Judicial body calls a halt to judge shopping


Big legal news occurred recently that did not receive the widespread coverage that I thought it deserved. One of the quirks of the legal system in the US is that it is possible for a federal judge in one local jurisdiction to make rulings that apply nationwide. Furthermore, in some instances, a case can be filed in a any jurisdiction. This has resulted in what has come to be known as ‘judge shopping’, where people look around to see if they can find a judge who will be sympathetic to their case and file their case in that jurisdiction.

One safeguard against abuse of the system is that there are 94 federal districts in the country with multiple judges in each and when a case is filed in them, it is assigned randomly to a judge in that district, so you are not guaranteed to get the judge you want. But in the case of Texas (of course!), each district is split up into smaller divisions and in some divisions there is only one judge, so that any case filed in that division will be sure to be heard by that judge.

Enter Matthew Kacsmaryk. He is is the only federal trial judge in Amarillo, Texas. Any case filed in Amarillo automatically goes before him. He is a Trump appointee who is an advocate of the Christian right and makes no bones about ruling in the most extreme way in favor of his ideology. He has been the go-to judge for anti-abortion advocates and other rightwing zealots.

It didn’t take long for lawyers representing Republican causes generally, and the religious right in particular, to figure this out. Kacsmaryk’s courtroom became a magnet for lawsuits attacking federal policies, and he proved to be a rubber stamp for nearly any court order that a conservative litigant asked him to issue.

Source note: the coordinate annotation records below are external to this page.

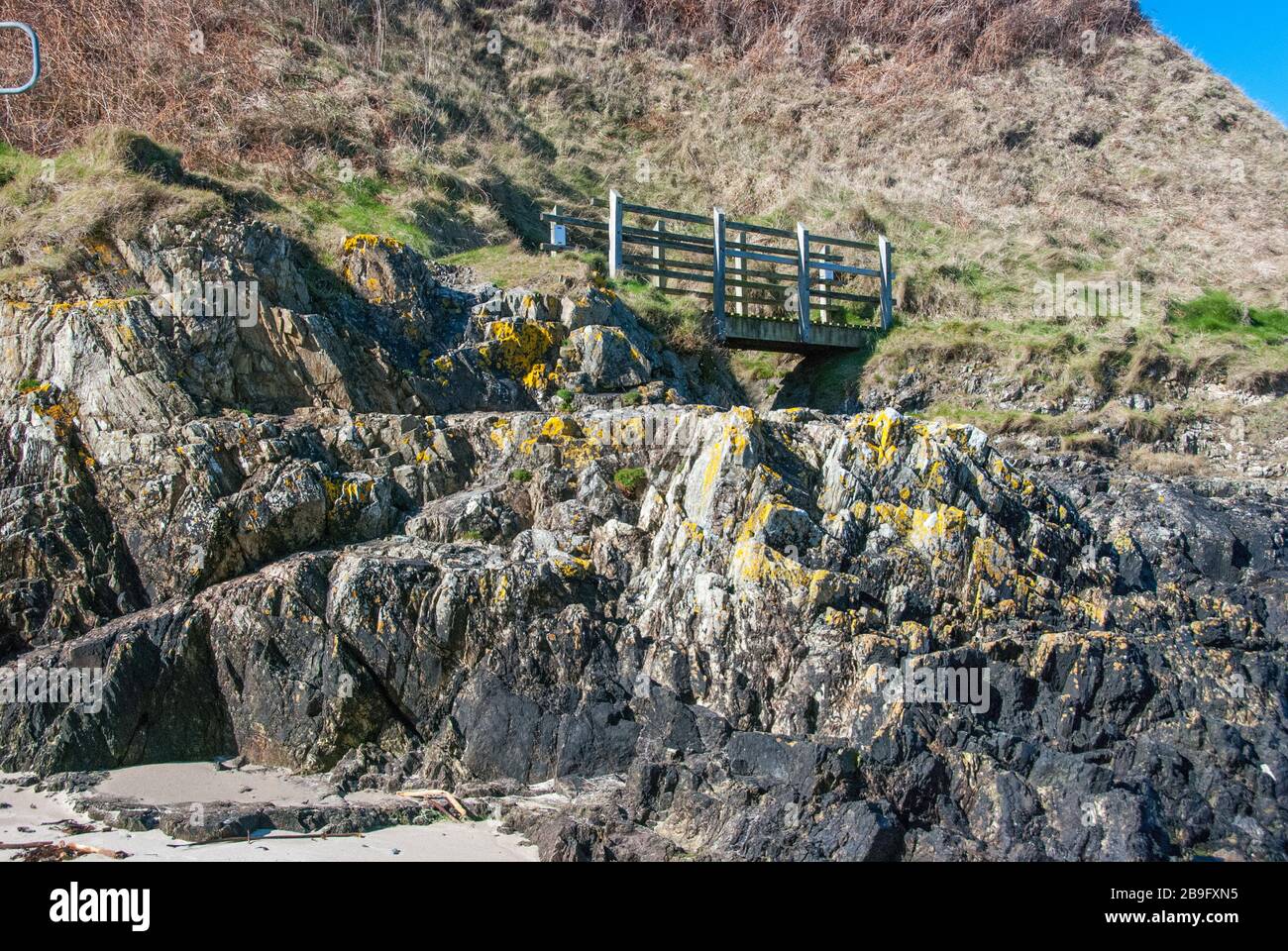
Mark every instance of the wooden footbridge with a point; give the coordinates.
(789, 291)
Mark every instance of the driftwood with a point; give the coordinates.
(462, 812)
(250, 840)
(51, 851)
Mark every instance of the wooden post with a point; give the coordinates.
(660, 257)
(614, 234)
(824, 278)
(558, 234)
(741, 273)
(803, 279)
(717, 266)
(887, 253)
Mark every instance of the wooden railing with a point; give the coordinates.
(773, 270)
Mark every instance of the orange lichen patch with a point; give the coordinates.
(518, 348)
(880, 435)
(361, 243)
(571, 566)
(759, 564)
(932, 527)
(348, 491)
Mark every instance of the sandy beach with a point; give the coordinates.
(26, 813)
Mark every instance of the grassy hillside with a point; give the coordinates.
(999, 145)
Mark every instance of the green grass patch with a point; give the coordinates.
(630, 479)
(1218, 312)
(362, 208)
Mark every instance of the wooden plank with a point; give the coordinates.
(614, 234)
(760, 230)
(815, 264)
(558, 232)
(767, 258)
(741, 273)
(709, 268)
(825, 277)
(574, 221)
(887, 283)
(849, 243)
(660, 257)
(803, 278)
(842, 295)
(666, 213)
(719, 260)
(642, 270)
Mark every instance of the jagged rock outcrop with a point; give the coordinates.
(372, 540)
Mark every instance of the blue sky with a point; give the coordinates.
(1244, 40)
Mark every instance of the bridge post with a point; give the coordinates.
(717, 266)
(803, 279)
(614, 234)
(739, 269)
(887, 253)
(660, 257)
(824, 278)
(558, 234)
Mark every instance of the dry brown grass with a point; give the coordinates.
(902, 40)
(200, 76)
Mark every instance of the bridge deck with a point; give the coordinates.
(784, 337)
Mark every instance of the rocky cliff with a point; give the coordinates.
(410, 530)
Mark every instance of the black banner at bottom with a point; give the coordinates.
(297, 899)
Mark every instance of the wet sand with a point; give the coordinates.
(25, 810)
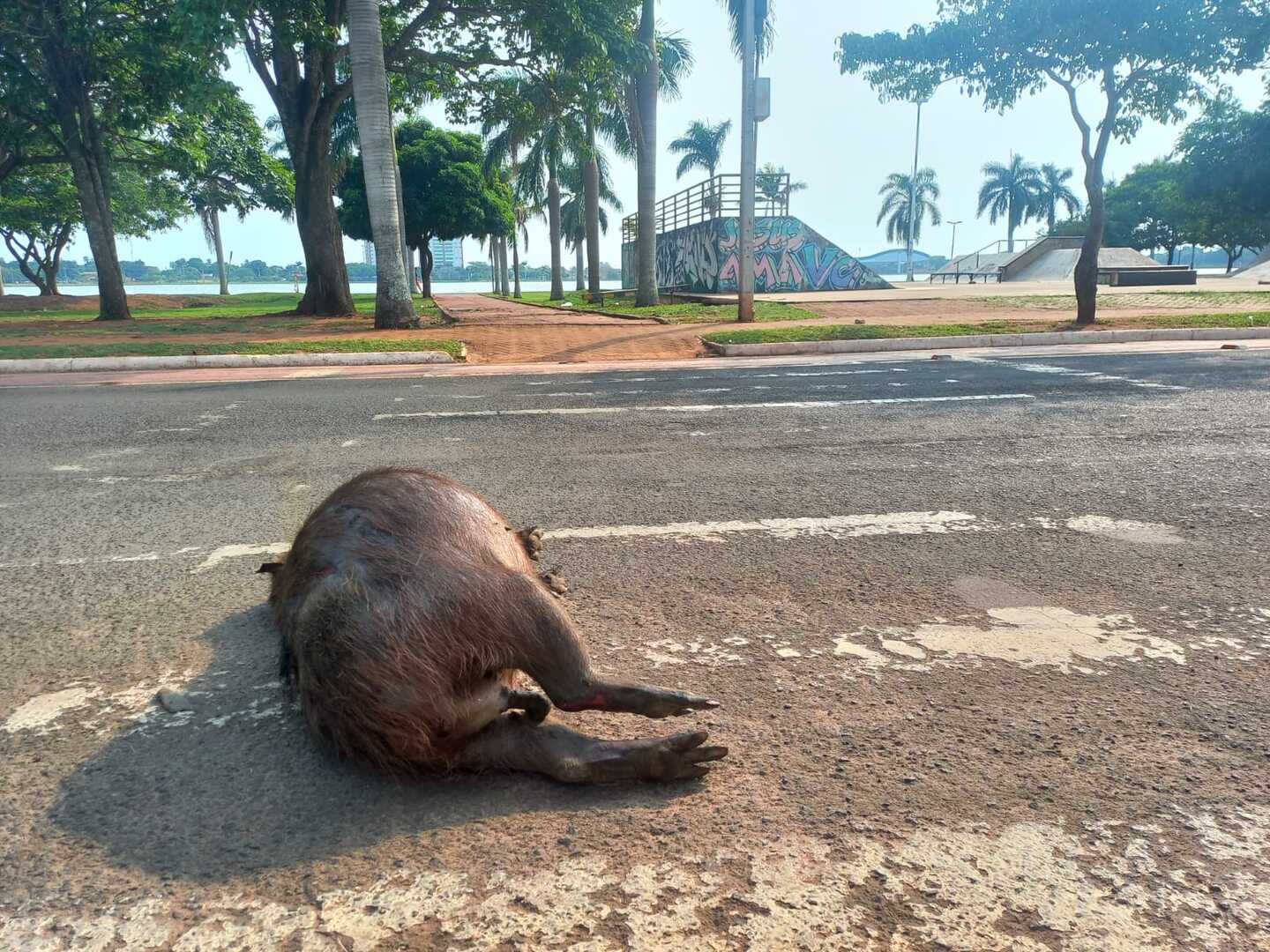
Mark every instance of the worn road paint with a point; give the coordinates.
(1152, 533)
(836, 525)
(1079, 885)
(707, 407)
(1029, 636)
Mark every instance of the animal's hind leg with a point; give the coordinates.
(544, 645)
(512, 743)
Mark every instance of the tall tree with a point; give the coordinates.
(432, 48)
(701, 147)
(1053, 192)
(447, 192)
(1226, 176)
(1010, 192)
(1146, 210)
(641, 115)
(100, 81)
(394, 305)
(925, 190)
(233, 170)
(1147, 58)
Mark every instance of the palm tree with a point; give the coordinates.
(394, 306)
(536, 124)
(1010, 192)
(573, 212)
(1053, 192)
(701, 147)
(654, 69)
(895, 205)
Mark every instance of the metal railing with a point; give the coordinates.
(714, 198)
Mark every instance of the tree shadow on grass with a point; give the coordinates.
(238, 786)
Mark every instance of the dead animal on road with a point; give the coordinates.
(409, 608)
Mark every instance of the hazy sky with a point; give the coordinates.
(828, 130)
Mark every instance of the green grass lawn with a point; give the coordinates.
(334, 346)
(677, 314)
(871, 331)
(211, 310)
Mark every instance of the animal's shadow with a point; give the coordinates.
(239, 786)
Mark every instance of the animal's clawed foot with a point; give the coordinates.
(531, 703)
(661, 703)
(675, 758)
(531, 537)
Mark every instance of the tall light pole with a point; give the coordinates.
(912, 190)
(748, 164)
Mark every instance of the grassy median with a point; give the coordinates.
(873, 331)
(675, 314)
(175, 348)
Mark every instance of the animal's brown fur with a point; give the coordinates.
(406, 606)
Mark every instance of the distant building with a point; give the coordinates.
(447, 254)
(894, 260)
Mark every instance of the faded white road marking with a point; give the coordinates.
(706, 407)
(1094, 376)
(836, 525)
(219, 555)
(1087, 886)
(41, 711)
(1029, 636)
(1127, 530)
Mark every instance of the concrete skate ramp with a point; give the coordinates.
(1059, 264)
(1259, 270)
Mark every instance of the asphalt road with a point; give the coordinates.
(990, 637)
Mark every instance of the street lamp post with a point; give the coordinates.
(748, 164)
(912, 190)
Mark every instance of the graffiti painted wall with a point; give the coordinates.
(788, 257)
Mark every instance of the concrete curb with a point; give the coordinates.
(981, 340)
(54, 365)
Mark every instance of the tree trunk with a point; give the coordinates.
(326, 292)
(516, 265)
(646, 158)
(426, 268)
(90, 182)
(1087, 264)
(394, 308)
(554, 222)
(591, 187)
(215, 215)
(504, 282)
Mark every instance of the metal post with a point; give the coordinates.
(748, 165)
(912, 192)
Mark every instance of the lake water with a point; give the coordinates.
(358, 287)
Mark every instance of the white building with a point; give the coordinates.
(447, 254)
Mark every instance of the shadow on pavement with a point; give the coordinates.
(239, 786)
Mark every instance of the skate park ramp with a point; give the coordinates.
(1259, 270)
(1053, 259)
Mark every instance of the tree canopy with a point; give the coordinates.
(447, 192)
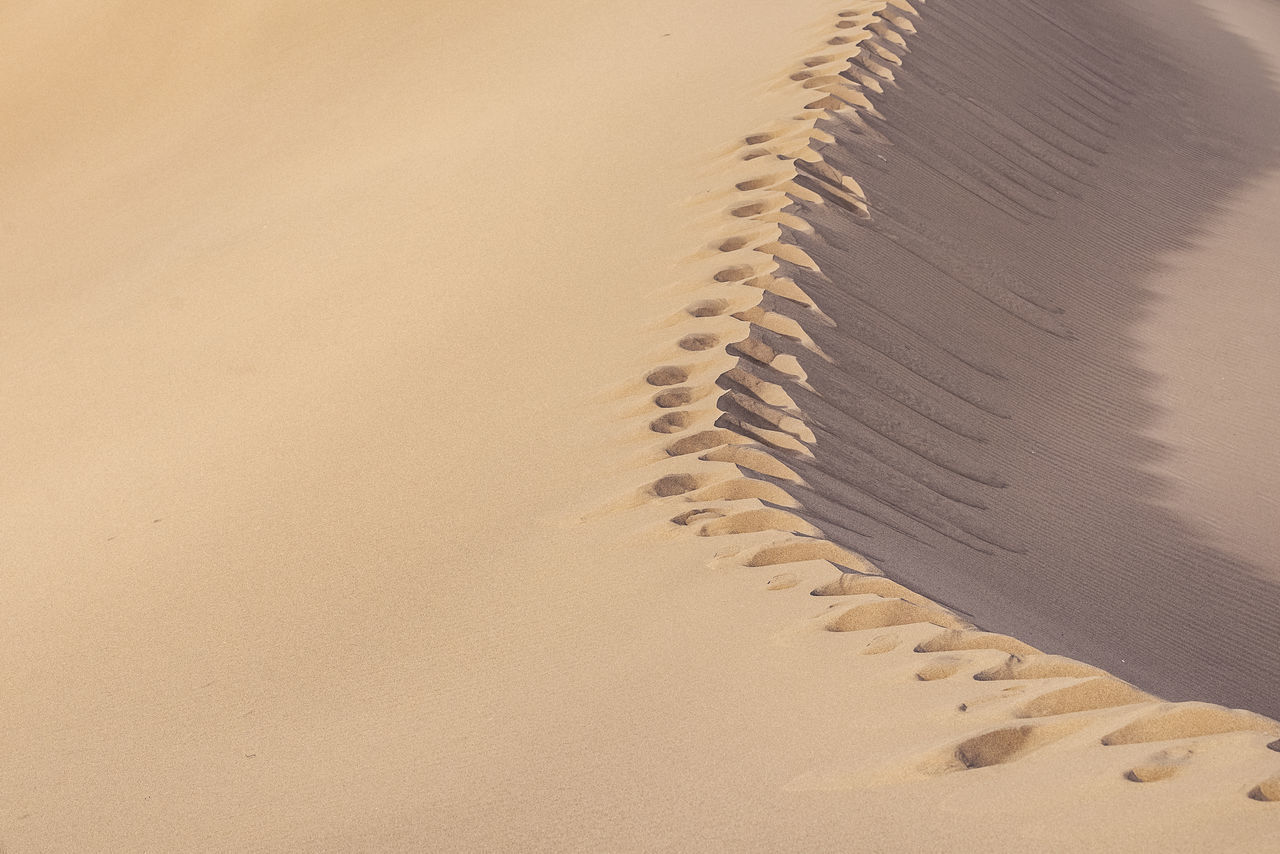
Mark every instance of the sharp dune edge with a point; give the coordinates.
(480, 626)
(757, 425)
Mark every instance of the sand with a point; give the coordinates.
(338, 499)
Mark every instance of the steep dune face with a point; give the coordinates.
(983, 429)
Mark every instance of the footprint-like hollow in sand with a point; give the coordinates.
(1162, 766)
(1008, 744)
(671, 485)
(1267, 790)
(671, 421)
(698, 341)
(708, 307)
(667, 375)
(734, 243)
(759, 183)
(758, 138)
(673, 397)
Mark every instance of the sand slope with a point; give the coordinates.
(357, 380)
(984, 429)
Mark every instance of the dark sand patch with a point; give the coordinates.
(984, 429)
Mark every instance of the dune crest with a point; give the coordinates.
(764, 277)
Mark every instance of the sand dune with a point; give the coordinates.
(984, 427)
(554, 429)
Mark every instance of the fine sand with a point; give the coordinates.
(990, 430)
(446, 427)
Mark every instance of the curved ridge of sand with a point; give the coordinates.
(731, 400)
(314, 307)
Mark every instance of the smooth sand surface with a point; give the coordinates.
(357, 361)
(1211, 339)
(991, 430)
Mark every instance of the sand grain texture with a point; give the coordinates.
(359, 360)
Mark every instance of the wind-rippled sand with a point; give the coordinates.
(586, 427)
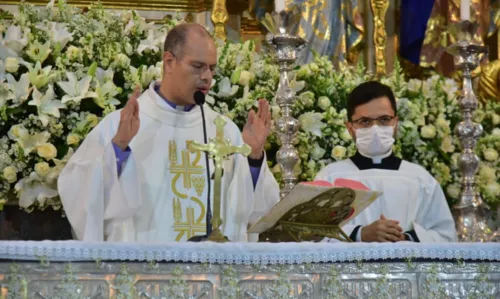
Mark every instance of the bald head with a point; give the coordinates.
(177, 37)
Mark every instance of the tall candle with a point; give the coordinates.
(279, 5)
(465, 10)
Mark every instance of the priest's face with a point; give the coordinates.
(376, 112)
(192, 69)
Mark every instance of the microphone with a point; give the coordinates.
(199, 99)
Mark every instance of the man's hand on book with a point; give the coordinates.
(382, 230)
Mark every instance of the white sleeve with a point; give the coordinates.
(434, 222)
(90, 189)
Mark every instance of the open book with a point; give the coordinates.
(316, 204)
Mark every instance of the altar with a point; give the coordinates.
(71, 269)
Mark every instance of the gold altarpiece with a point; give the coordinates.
(380, 33)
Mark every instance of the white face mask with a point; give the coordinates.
(375, 141)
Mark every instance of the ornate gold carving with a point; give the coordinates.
(379, 9)
(219, 18)
(311, 11)
(199, 184)
(250, 26)
(489, 82)
(157, 5)
(219, 148)
(191, 174)
(189, 227)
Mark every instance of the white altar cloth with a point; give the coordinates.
(244, 253)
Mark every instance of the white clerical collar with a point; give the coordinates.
(377, 159)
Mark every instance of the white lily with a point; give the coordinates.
(2, 71)
(20, 90)
(28, 142)
(33, 188)
(103, 76)
(5, 93)
(39, 77)
(105, 94)
(59, 33)
(75, 89)
(5, 52)
(38, 52)
(311, 122)
(225, 88)
(14, 39)
(46, 105)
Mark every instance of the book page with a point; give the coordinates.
(305, 192)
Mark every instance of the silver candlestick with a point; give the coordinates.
(286, 48)
(470, 211)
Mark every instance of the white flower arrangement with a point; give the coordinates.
(63, 69)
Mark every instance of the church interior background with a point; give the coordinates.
(348, 41)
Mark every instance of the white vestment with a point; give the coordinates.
(410, 195)
(161, 193)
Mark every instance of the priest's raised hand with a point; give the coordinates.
(129, 121)
(257, 129)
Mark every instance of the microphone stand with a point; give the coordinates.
(199, 98)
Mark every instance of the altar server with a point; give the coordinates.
(133, 179)
(413, 206)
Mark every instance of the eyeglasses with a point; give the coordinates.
(365, 122)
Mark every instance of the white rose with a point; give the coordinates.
(338, 152)
(92, 119)
(73, 53)
(128, 49)
(313, 67)
(317, 152)
(73, 139)
(275, 111)
(47, 151)
(245, 78)
(122, 61)
(490, 154)
(11, 64)
(42, 168)
(324, 102)
(414, 85)
(311, 122)
(10, 174)
(428, 132)
(447, 144)
(345, 135)
(453, 190)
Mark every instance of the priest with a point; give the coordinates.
(133, 179)
(412, 206)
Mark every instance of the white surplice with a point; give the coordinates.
(410, 195)
(160, 195)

Among other things, he attempted to ban the abortion drug mifepristone (a decision blocked by the Supreme Court) and ruled that a father had a constitutional right to limit his daughters’ access to birth control. He attempted to neutralize a federal law prohibiting health providers from discriminating against LGBTQ patients, and he’s currently presiding over a trial brought by anti-abortion activists seeking up to $1.8 billion from Planned Parenthood based on frivolous claims that the organization defrauded Medicaid.

The mifepristone case is now before the US Supreme Court and oral arguments will be heard later this month.

Kacsmaryk’s courtroom is not the only place where this kind judge shopping happens.

[T]here are a number of famous examples of this happening. Many of them involve Matthew Kacsmaryk. And then there’s some other cases – like, there’s a judge named Drew Tipton in South Texas who’s known for having very right-wing views on immigration, and so a lot of immigration cases wind up in his courtroom.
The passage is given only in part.